They say that no athlete or coach is ever above the sport, but there are real-life causes that can overshadow sports.
In this case, it’s the American Cancer Society which will take center stage on Friday night when the La Caada High School softball team hosts Rio Hondo League rival San Marino. It’s a game under the lights that features arguably the two best pitchers in the area in La Caada’s Lauren Cox (1.12 ERA, 51 strikeouts) and San Marino’s Michelle Floyd, a 6-foot-4 junior who is second in the state in strikeouts with 114 and has a 0.71 ERA.
“We say all the time that playing sports is more than wins and losses,” La Caada coach KC Mathews said. “And this is one of those events where the girls have really gotten into the spirit of it and doing more than just playign softball.”
It started three years ago through donations at La Caada’s annual 100-inning game, raising roughly $400. The event then was moved under the lights last year in conjunction with San Marino, raising approximately $1,000. Already, La Caada has raised $2,500 through sponsorship of a program that will debut at Friday’s game, an idea that came to fruition courtesy of junior Jessica Ogden who wanted to be more involved, and has so far gone above and beyond.
“She has really taken the lead and created the program for the game,” Mathews said.
Perhaps the best part is that 100 percent of the proceeds go to the local chapter of the American Cancer Society. Also, players from both teams will wear specially made t-shirts for the game instead of jerseys, La Caada in pink and San Marino in white. Those who donate $20 will receive a shirt.
But the donation drive isn’t all La Caada is commited in doing. The Spartans will take part in the Relay for Life, a 24-hour walk-a-thon- on Mother’s Day weekend at Clark Magnet School in La Crescenta.
“We took a tour of the facility in Pasadena,” Mathews said. “It really touched the girls and they’ve asked more to get invovled.”
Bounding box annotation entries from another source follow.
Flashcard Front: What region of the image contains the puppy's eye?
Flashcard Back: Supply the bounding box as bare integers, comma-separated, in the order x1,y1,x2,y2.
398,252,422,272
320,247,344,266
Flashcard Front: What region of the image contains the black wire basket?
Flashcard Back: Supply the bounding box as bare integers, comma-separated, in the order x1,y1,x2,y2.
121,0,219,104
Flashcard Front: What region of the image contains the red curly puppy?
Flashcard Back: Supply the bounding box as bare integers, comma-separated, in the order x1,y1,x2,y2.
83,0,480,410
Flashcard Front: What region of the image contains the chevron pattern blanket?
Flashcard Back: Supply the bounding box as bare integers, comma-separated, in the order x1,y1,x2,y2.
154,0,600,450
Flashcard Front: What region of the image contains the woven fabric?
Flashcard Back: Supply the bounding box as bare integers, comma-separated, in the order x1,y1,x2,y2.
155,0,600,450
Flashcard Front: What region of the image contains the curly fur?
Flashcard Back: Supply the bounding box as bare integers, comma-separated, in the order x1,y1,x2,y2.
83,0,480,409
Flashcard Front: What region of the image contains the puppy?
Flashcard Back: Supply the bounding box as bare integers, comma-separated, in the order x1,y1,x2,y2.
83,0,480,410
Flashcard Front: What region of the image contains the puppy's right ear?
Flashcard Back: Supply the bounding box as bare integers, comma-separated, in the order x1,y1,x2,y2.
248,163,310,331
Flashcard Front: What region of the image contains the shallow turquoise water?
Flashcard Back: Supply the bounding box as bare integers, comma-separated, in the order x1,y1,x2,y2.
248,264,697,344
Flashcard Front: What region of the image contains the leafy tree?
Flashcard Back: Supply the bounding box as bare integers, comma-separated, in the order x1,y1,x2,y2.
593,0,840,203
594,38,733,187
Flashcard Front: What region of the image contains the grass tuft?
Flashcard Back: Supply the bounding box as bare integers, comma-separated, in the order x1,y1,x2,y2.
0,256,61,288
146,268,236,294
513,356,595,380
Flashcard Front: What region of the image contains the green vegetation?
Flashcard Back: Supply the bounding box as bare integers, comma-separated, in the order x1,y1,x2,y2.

Ogden in particular who took the idea and ran with it. Now, the school’s athletic council has challenged other sports to participate.
The game expects to draw a big crowd, which could bring in more donations and a longer line for the planned catering truck that will sell burgers.
“The fact that it promises to be a good competitive game at the same time for fans to come out and see makes this that much more impactful,” Mathews said.